Piktochartが週4日勤務導入に成功した理由は、同社が自律の原則に基づいていたからです。
「これからの仕事で重要なのは、時間管理能力だと感じました」とAi Chingは言います。「母親になったら仕事にかける時間を減らすかもしれません。将来的な労働文化の成功モデルは、規制や制限を設けないことだと思います。人々は様々なことをしなければならないのですから」
Piktochartが週4日勤務モデルにうまく適応できたことにはいくつか理由があります。
まず、すでにオフィス内で結束したチームができあがっていました。
また、アジアとヨーロッパに社員がいたことで、非同期コミュニケーションに慣れていました。
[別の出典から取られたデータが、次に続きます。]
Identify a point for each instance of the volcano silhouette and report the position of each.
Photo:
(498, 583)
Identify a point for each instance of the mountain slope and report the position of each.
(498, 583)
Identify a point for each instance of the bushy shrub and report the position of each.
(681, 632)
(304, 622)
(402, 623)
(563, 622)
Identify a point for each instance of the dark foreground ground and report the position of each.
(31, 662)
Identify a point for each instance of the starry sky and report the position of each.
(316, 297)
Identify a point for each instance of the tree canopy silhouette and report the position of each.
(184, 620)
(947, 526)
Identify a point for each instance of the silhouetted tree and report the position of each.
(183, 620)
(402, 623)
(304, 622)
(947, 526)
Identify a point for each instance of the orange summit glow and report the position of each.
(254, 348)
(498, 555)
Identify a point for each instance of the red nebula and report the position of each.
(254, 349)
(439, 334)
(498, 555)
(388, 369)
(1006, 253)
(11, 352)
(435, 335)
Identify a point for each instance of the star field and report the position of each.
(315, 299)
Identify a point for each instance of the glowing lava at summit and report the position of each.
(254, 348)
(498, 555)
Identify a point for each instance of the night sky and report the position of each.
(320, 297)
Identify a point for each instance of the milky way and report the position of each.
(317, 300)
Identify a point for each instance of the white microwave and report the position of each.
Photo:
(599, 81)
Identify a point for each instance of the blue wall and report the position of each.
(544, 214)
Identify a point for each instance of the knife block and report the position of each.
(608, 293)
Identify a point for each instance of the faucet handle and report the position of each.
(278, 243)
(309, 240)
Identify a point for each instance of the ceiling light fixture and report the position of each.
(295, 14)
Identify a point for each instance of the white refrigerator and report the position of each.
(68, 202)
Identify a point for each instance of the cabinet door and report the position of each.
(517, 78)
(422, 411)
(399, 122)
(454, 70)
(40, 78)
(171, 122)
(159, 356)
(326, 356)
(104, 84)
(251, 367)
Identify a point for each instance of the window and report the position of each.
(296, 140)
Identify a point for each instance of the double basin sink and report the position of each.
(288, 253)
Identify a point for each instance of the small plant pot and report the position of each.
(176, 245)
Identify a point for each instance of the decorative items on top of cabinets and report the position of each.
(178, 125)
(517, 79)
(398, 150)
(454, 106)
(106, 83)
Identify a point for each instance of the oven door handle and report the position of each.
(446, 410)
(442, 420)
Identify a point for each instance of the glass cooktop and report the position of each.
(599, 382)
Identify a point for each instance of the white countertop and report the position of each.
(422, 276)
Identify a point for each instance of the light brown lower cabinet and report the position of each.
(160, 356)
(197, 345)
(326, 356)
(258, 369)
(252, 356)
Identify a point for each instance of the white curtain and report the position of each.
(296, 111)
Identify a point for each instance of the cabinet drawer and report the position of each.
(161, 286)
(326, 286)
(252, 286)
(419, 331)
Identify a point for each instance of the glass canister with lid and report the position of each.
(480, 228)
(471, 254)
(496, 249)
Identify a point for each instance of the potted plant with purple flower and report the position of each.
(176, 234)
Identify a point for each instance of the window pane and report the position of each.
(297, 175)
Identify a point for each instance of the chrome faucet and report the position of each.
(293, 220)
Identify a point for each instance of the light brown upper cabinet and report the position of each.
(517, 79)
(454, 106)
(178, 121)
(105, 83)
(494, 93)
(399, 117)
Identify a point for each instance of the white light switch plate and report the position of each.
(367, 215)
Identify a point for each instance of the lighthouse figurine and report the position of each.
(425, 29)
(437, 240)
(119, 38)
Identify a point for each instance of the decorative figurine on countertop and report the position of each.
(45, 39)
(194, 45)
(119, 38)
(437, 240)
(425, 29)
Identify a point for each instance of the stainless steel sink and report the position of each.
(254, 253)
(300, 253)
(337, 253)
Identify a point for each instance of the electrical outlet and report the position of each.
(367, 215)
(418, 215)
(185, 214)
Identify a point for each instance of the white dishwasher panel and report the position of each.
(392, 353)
さらに、給湯室で自然発生するような受け身の雑談でなく、従業員の積極的な関わり合いによって効率的な業務が可能であったことです。
「ちょっとした雑談がなくても、困らない人もいます。家族を優先するために、社交的な会話に参加する時間がかけられないのです。それらすべてが企業文化の醸成につながるわけではありません。すべてのミーティングに意識的に参加することが大事です。雑談よりもそういった小さなことのほうが重要なのです」とAi Chingは言います。
信頼と自律が成功の土台
週4日勤務を導入できる企業は一定数あるかもしれませんが、それによって職場環境の悪さが改善されるわけではありません。活力のある企業文化の醸成や生産性の向上をゴールとするなら、勤務時間の見直しからスタートすることが最適解とは限らないのです。
企業が従業員エンゲージメントの課題を解決する手段を見つけるには、従業員のメンタルヘルスとウェルビーイングを大事にしながら、企業文化を深堀りする必要があります。
「人それぞれ違います。それぞれが求めるコミュニケーションを理解し、実行することが大切です」とSupritaは説明します。「すべての症状に使える薬はないのと同じです」
同様に、組織もすべての課題に対して同じ方法で解決することはできません。大量離職が世界中で起こっている中、従業員が仕事を続けるために求めるものやニーズを念頭に置きながら、それぞれの状況に応じて取り組み方も各企業が調整する必要があるのです。